Lymphocytic cholangitis is marked by infiltration of small lymphocytes in the portal areas with lymphocytes centered around bile ducts or present in the biliary epithelium. Variable degrees of portal fibrosis and bile duct proliferation are present. There may be rare plasma cells and eosinophils. Based on H&E staining alone it may be very difficult to distinguish lymphocytic cholangitis from a small cell lymphoma. Ductopenia, peribiliary fibrosis, immunologic targeting of the bile ducts and lipogranulomas were more common with lymphocytic cholangitis than with small cell lymphoma. Immunophenotyping may be of some value in making the determination as most (but not all) cases of lymphocytic cholangitis are a mixture of B and T cells (often portal aggregates of B cells are present, while small cell lymphomas are either exclusively B or T cells). Tests for clonality can be done on biopsy material as well with most lymphomas being derived from one clone. Clinical presentation in cats with lymphocytic cholangitis is similar to that seen with CNC but these cats often have an even more insidious onset. Therapy for lymphocytic cholangitis is a combination of prednisolone with chlorambucil +/- vitamin B12 supplementation and hepatoprotectants.

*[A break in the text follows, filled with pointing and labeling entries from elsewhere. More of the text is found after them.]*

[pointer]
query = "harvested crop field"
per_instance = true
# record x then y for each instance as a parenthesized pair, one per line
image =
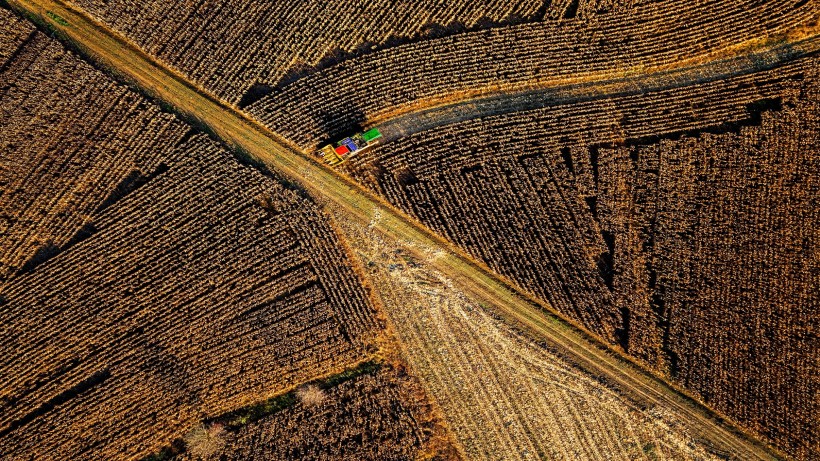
(504, 395)
(570, 229)
(206, 289)
(642, 217)
(373, 416)
(80, 141)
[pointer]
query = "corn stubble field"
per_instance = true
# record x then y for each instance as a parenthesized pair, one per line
(154, 286)
(150, 281)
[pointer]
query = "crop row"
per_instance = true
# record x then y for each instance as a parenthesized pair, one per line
(713, 238)
(79, 142)
(504, 395)
(228, 46)
(371, 417)
(13, 34)
(330, 103)
(191, 298)
(554, 199)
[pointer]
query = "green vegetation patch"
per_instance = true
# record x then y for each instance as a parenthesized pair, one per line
(235, 420)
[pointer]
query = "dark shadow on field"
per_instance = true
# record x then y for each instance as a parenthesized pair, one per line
(339, 122)
(429, 31)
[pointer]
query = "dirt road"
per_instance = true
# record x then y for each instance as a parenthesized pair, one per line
(755, 59)
(129, 64)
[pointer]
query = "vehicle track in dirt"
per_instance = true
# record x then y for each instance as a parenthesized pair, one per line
(249, 138)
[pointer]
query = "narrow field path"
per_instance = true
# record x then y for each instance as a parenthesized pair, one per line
(532, 316)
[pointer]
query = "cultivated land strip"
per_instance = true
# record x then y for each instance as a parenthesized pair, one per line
(113, 52)
(755, 59)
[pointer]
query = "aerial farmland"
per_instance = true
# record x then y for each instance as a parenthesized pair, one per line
(415, 230)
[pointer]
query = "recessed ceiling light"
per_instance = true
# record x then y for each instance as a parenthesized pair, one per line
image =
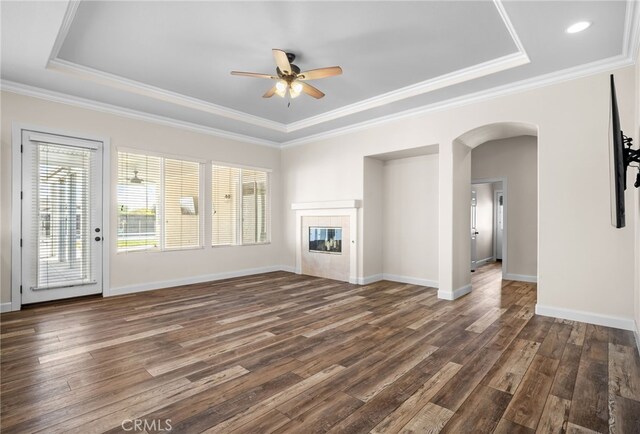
(578, 27)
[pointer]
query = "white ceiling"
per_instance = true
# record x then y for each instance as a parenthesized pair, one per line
(170, 61)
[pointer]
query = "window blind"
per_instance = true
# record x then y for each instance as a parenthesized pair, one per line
(254, 206)
(181, 197)
(62, 200)
(158, 203)
(225, 183)
(139, 185)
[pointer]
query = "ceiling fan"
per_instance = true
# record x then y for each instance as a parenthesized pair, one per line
(290, 78)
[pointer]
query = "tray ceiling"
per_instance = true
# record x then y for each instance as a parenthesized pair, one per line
(171, 60)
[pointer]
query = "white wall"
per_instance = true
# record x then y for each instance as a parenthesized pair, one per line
(484, 218)
(372, 226)
(142, 268)
(636, 139)
(572, 118)
(410, 222)
(516, 160)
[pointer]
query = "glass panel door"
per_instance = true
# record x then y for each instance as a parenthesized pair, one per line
(61, 217)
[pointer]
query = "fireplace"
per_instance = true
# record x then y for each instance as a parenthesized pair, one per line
(325, 240)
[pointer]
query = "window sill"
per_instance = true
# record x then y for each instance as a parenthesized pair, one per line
(218, 246)
(160, 250)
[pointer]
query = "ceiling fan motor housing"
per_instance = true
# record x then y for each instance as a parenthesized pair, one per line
(295, 70)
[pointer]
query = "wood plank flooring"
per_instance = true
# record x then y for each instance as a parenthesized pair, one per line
(284, 353)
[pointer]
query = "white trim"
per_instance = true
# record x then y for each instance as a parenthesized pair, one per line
(410, 280)
(502, 63)
(313, 209)
(49, 95)
(520, 277)
(509, 25)
(132, 86)
(456, 77)
(456, 293)
(480, 96)
(484, 261)
(335, 204)
(631, 33)
(16, 216)
(150, 286)
(588, 317)
(369, 279)
(67, 20)
(289, 269)
(631, 43)
(505, 220)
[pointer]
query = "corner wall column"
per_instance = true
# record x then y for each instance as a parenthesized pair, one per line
(454, 173)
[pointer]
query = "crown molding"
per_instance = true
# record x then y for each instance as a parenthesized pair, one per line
(631, 41)
(456, 77)
(629, 56)
(67, 20)
(139, 88)
(54, 63)
(36, 92)
(484, 95)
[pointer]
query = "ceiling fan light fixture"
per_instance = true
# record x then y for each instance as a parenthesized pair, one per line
(281, 88)
(294, 89)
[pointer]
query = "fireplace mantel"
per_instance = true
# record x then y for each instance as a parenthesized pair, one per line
(331, 208)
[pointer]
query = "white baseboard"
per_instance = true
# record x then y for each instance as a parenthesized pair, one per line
(484, 261)
(520, 277)
(289, 269)
(190, 280)
(456, 293)
(588, 317)
(410, 280)
(369, 279)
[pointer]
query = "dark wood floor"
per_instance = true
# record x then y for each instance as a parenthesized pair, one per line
(284, 353)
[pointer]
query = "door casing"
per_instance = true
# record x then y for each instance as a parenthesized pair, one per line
(16, 204)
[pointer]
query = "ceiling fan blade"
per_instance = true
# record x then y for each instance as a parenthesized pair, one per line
(270, 92)
(253, 74)
(310, 90)
(282, 61)
(315, 74)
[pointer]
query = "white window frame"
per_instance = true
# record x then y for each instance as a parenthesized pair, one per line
(240, 211)
(202, 164)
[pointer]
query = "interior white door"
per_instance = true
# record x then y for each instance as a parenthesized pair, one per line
(499, 201)
(474, 231)
(61, 217)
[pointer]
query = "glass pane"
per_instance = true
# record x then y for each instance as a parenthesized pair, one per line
(63, 204)
(224, 204)
(181, 194)
(254, 206)
(138, 202)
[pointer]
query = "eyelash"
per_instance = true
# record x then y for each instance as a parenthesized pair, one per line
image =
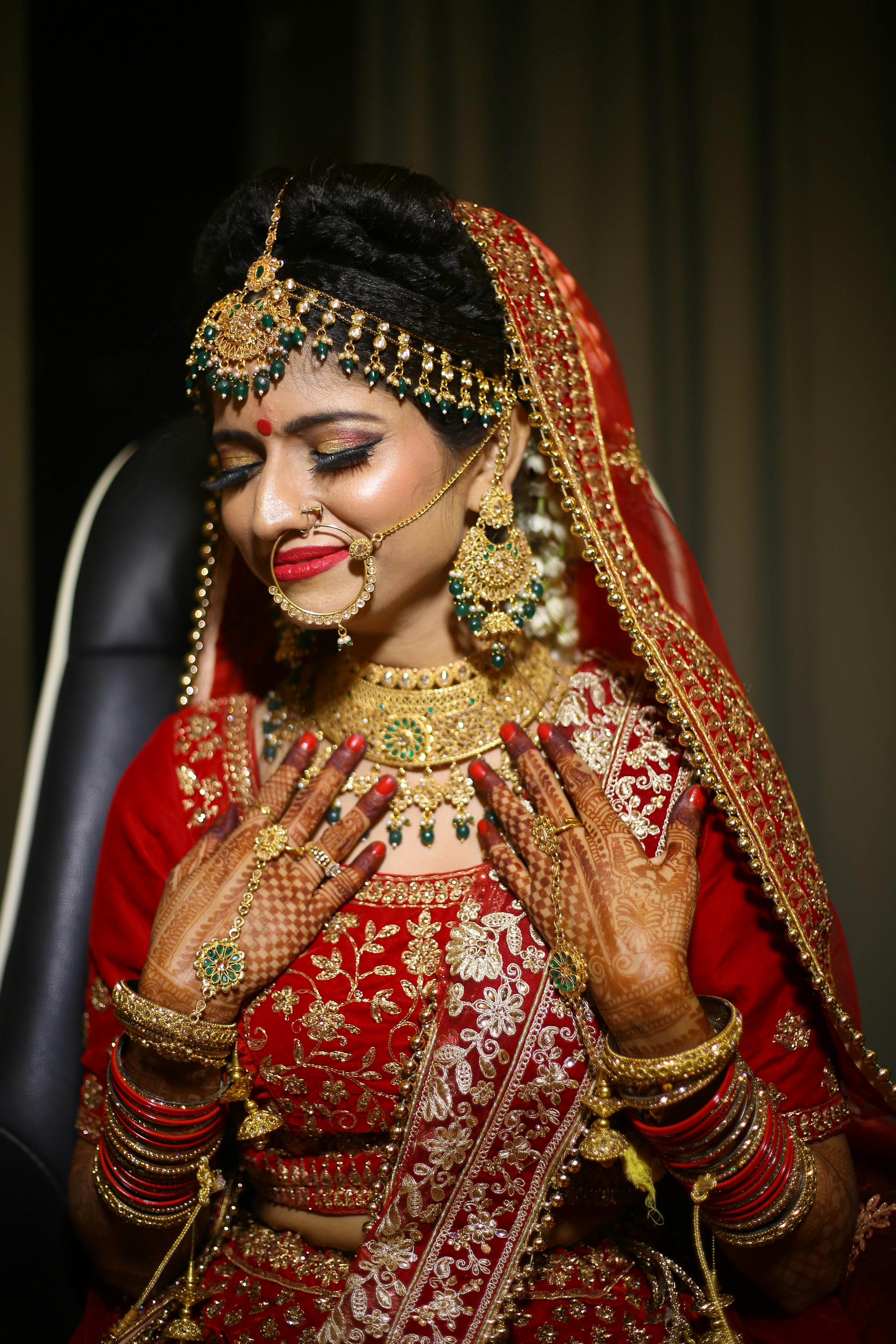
(339, 462)
(234, 476)
(343, 459)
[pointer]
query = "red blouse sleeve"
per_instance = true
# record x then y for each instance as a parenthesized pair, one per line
(187, 775)
(739, 949)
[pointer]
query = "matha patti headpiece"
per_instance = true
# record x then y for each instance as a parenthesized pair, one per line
(262, 323)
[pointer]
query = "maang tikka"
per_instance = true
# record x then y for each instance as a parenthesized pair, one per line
(495, 581)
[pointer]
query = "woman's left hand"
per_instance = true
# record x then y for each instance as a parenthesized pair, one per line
(628, 914)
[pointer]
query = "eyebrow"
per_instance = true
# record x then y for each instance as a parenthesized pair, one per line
(296, 427)
(304, 423)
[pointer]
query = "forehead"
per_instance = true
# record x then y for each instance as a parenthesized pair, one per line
(315, 389)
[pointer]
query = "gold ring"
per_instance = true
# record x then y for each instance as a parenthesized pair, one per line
(327, 861)
(546, 834)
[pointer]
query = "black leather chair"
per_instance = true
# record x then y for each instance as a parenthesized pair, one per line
(130, 627)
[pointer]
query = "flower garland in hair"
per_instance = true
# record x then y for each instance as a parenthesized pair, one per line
(539, 515)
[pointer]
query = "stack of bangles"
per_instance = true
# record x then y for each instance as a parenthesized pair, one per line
(754, 1179)
(151, 1150)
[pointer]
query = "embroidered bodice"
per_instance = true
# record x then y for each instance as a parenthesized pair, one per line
(327, 1042)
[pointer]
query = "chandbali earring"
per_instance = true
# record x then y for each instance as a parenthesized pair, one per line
(359, 549)
(495, 581)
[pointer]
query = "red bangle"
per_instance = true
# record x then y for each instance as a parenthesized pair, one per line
(694, 1127)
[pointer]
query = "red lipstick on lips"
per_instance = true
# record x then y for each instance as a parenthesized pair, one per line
(303, 562)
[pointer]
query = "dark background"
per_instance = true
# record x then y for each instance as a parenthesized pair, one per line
(721, 179)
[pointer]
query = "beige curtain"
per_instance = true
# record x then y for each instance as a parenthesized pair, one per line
(721, 178)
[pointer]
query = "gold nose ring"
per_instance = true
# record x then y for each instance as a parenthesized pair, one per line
(318, 511)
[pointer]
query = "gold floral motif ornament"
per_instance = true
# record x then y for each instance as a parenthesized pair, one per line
(433, 726)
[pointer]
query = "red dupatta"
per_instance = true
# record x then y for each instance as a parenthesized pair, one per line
(640, 595)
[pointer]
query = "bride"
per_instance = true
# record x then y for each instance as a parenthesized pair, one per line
(475, 979)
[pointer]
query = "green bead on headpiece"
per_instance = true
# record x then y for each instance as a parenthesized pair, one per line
(262, 323)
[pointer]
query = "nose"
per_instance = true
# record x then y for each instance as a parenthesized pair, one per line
(315, 511)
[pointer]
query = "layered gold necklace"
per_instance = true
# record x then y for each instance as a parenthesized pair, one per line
(418, 720)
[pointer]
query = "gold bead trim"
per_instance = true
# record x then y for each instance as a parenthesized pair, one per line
(630, 589)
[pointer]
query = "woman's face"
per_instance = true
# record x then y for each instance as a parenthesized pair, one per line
(369, 462)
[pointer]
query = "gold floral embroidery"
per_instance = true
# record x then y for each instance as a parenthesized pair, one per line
(197, 738)
(434, 892)
(339, 924)
(821, 1121)
(100, 997)
(793, 1031)
(830, 1081)
(237, 752)
(354, 964)
(776, 1096)
(284, 1001)
(324, 1021)
(424, 956)
(210, 790)
(872, 1217)
(260, 1249)
(637, 779)
(93, 1092)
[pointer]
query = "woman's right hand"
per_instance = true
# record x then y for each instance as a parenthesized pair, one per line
(293, 900)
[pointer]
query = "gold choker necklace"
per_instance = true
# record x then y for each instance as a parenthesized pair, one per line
(420, 720)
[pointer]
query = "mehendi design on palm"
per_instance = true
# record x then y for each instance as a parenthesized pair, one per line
(630, 916)
(292, 902)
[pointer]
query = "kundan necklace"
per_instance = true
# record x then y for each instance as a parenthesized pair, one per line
(420, 720)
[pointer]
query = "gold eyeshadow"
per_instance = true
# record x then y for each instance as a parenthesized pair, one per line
(233, 458)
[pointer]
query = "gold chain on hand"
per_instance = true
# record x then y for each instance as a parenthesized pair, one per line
(221, 963)
(569, 974)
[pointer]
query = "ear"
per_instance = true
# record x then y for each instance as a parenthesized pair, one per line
(484, 471)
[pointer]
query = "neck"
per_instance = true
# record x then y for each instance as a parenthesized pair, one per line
(424, 634)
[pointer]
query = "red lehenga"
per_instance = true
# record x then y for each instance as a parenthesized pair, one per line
(495, 1107)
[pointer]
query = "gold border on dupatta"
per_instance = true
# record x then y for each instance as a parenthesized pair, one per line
(717, 724)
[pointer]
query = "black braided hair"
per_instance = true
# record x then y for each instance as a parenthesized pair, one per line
(375, 236)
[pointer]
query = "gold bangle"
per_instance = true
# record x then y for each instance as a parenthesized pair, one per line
(172, 1034)
(142, 1154)
(676, 1093)
(135, 1215)
(792, 1220)
(671, 1069)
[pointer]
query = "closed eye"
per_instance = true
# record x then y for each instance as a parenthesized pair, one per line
(233, 476)
(343, 459)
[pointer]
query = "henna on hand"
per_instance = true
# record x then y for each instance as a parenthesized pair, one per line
(293, 900)
(630, 916)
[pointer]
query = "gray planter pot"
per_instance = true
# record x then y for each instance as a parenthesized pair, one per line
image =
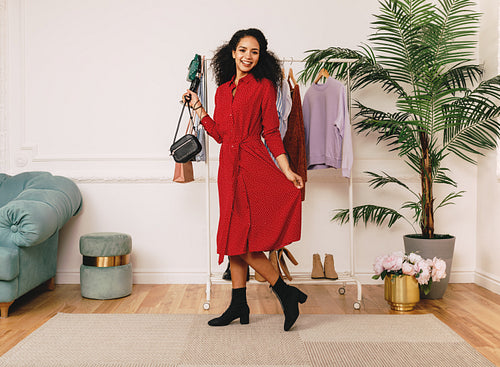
(428, 248)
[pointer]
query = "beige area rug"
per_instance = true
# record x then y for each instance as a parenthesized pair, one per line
(186, 340)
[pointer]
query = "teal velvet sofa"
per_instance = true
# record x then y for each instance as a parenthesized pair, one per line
(34, 206)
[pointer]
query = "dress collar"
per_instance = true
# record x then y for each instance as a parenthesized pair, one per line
(246, 79)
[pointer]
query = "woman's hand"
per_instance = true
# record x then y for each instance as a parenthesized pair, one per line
(194, 103)
(295, 179)
(192, 97)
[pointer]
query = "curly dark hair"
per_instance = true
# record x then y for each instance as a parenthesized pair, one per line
(268, 65)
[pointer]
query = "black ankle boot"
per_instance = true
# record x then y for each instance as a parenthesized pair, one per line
(290, 297)
(237, 309)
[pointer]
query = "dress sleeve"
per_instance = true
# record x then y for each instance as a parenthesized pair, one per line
(210, 125)
(270, 121)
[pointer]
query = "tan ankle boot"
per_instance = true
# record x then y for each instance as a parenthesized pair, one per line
(317, 272)
(330, 272)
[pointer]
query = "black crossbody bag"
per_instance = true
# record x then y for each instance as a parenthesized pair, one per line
(188, 146)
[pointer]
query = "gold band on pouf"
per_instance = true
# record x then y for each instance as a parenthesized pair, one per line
(106, 261)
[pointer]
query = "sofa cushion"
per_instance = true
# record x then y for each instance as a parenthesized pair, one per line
(9, 263)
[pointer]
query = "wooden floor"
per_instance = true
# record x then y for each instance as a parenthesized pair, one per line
(470, 310)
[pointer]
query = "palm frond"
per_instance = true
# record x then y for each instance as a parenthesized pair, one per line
(381, 180)
(472, 125)
(368, 214)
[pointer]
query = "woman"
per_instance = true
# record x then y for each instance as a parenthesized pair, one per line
(260, 205)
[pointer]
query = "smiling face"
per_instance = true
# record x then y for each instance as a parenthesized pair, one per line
(246, 55)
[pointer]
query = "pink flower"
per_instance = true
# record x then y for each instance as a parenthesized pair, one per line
(378, 266)
(438, 269)
(424, 271)
(414, 258)
(393, 262)
(409, 269)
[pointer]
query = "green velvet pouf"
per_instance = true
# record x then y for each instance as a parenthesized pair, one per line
(106, 272)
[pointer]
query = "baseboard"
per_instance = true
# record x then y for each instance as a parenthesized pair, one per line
(202, 278)
(144, 278)
(489, 281)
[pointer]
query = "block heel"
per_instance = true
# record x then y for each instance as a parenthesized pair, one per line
(245, 319)
(289, 297)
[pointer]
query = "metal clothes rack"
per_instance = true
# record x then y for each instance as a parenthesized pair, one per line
(344, 278)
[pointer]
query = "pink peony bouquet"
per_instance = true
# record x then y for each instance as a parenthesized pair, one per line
(425, 271)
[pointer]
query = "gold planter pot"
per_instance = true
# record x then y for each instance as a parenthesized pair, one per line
(401, 292)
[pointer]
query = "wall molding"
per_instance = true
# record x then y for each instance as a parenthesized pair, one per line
(3, 85)
(143, 277)
(488, 281)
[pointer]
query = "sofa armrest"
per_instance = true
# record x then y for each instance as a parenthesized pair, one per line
(26, 223)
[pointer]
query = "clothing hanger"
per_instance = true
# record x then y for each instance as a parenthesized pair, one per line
(322, 73)
(290, 76)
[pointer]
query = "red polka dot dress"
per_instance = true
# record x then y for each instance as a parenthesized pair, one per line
(260, 209)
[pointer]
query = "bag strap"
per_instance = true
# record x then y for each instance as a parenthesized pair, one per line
(186, 103)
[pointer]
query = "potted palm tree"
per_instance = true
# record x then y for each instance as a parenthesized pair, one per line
(423, 53)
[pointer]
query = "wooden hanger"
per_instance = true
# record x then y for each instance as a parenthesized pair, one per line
(290, 76)
(322, 73)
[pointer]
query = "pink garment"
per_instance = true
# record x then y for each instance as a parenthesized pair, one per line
(327, 127)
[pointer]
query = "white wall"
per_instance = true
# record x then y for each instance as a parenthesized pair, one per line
(92, 94)
(488, 233)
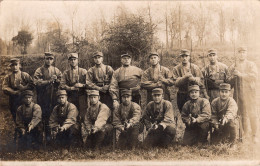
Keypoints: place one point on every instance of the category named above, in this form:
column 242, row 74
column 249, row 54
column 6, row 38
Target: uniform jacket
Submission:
column 131, row 73
column 96, row 116
column 25, row 115
column 131, row 113
column 199, row 109
column 64, row 116
column 220, row 110
column 160, row 114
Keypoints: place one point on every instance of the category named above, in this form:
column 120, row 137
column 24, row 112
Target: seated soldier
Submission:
column 159, row 121
column 95, row 130
column 63, row 122
column 224, row 112
column 196, row 115
column 126, row 119
column 28, row 122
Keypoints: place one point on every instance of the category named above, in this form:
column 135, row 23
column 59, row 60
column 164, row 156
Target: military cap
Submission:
column 93, row 92
column 157, row 91
column 212, row 51
column 242, row 48
column 61, row 92
column 98, row 54
column 73, row 55
column 27, row 92
column 153, row 53
column 185, row 52
column 126, row 54
column 194, row 87
column 126, row 92
column 48, row 54
column 224, row 86
column 14, row 61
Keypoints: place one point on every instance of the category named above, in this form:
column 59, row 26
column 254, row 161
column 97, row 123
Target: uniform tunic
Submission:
column 126, row 77
column 151, row 80
column 182, row 83
column 11, row 84
column 245, row 93
column 100, row 76
column 214, row 76
column 79, row 98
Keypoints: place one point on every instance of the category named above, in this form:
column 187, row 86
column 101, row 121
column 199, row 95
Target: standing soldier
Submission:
column 28, row 121
column 187, row 74
column 126, row 119
column 215, row 73
column 159, row 121
column 126, row 77
column 47, row 79
column 196, row 115
column 14, row 83
column 96, row 128
column 224, row 112
column 243, row 77
column 63, row 122
column 74, row 82
column 157, row 76
column 99, row 79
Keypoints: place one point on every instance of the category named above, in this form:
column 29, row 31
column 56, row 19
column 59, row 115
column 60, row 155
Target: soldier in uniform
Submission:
column 47, row 79
column 214, row 74
column 96, row 129
column 99, row 77
column 196, row 115
column 14, row 83
column 63, row 122
column 159, row 121
column 126, row 77
column 126, row 119
column 243, row 77
column 187, row 74
column 28, row 121
column 157, row 76
column 74, row 82
column 224, row 112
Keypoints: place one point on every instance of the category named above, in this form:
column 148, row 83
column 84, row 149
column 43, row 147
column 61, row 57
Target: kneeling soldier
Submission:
column 196, row 115
column 95, row 127
column 28, row 121
column 224, row 111
column 63, row 122
column 126, row 119
column 159, row 121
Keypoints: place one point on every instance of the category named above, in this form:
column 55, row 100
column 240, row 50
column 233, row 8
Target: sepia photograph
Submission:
column 129, row 82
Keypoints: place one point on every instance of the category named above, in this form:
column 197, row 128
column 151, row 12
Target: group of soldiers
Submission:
column 86, row 107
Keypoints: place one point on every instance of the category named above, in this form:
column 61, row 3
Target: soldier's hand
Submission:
column 115, row 104
column 193, row 120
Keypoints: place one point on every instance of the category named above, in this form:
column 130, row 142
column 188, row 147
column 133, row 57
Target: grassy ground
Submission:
column 245, row 151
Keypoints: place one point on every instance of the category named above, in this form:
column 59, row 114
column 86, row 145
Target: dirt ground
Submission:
column 243, row 151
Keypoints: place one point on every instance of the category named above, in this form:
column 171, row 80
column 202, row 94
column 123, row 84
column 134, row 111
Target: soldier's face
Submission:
column 62, row 99
column 126, row 61
column 98, row 60
column 48, row 61
column 126, row 99
column 224, row 94
column 213, row 58
column 185, row 59
column 93, row 99
column 27, row 99
column 154, row 60
column 194, row 94
column 73, row 62
column 242, row 55
column 157, row 98
column 15, row 67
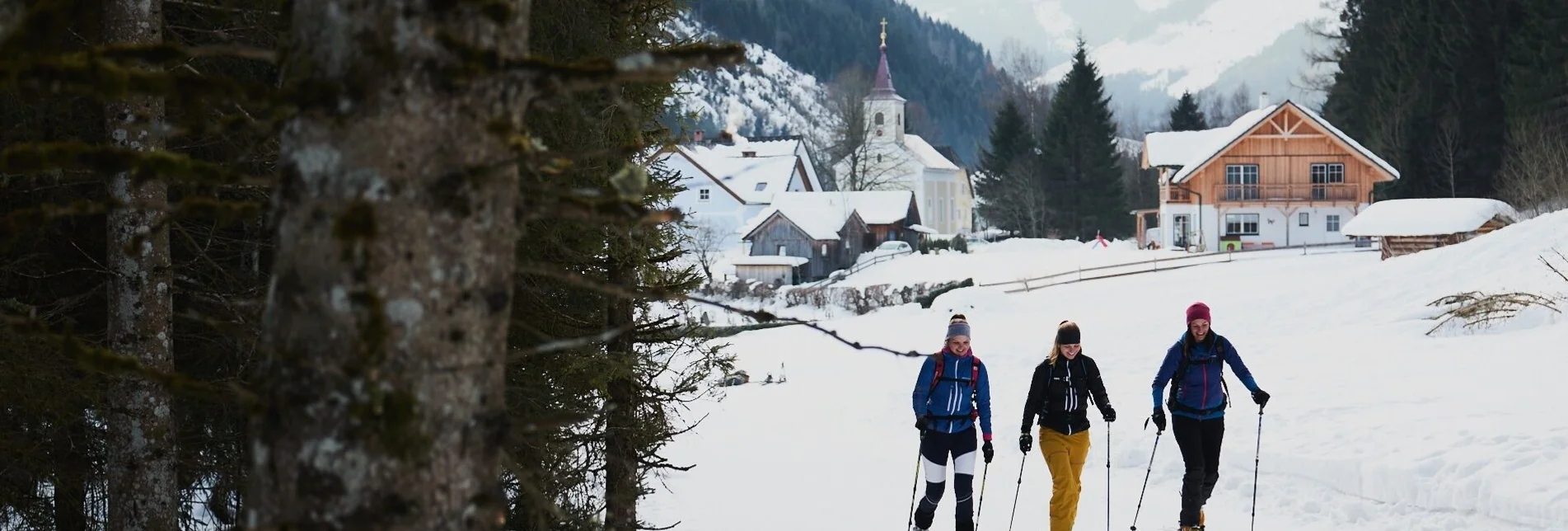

Chronic cholangitis associated with biliary fluke infestation is characterized by dilated large bile ducts with papillary projections and associated marked periductal and periportal fibrosis. There are scant to moderate mixed inflammatory cell infiltrates within the bile ducts or periportal areas. There may or may not be eosinophils present. Treatment is with praziquantel. The intermediate hosts for the flukes are not present in New England.
It should be noted that some old cats get a progressive accumulation of lymphocytes in the portal regions of the liver. This appears to be reactive lesion and may not be associated with primary hepatobiliary disease. It has been called lymphocytic portal hepatitis in the literature. Over 80% of cats old than 10-years of age have this lesion.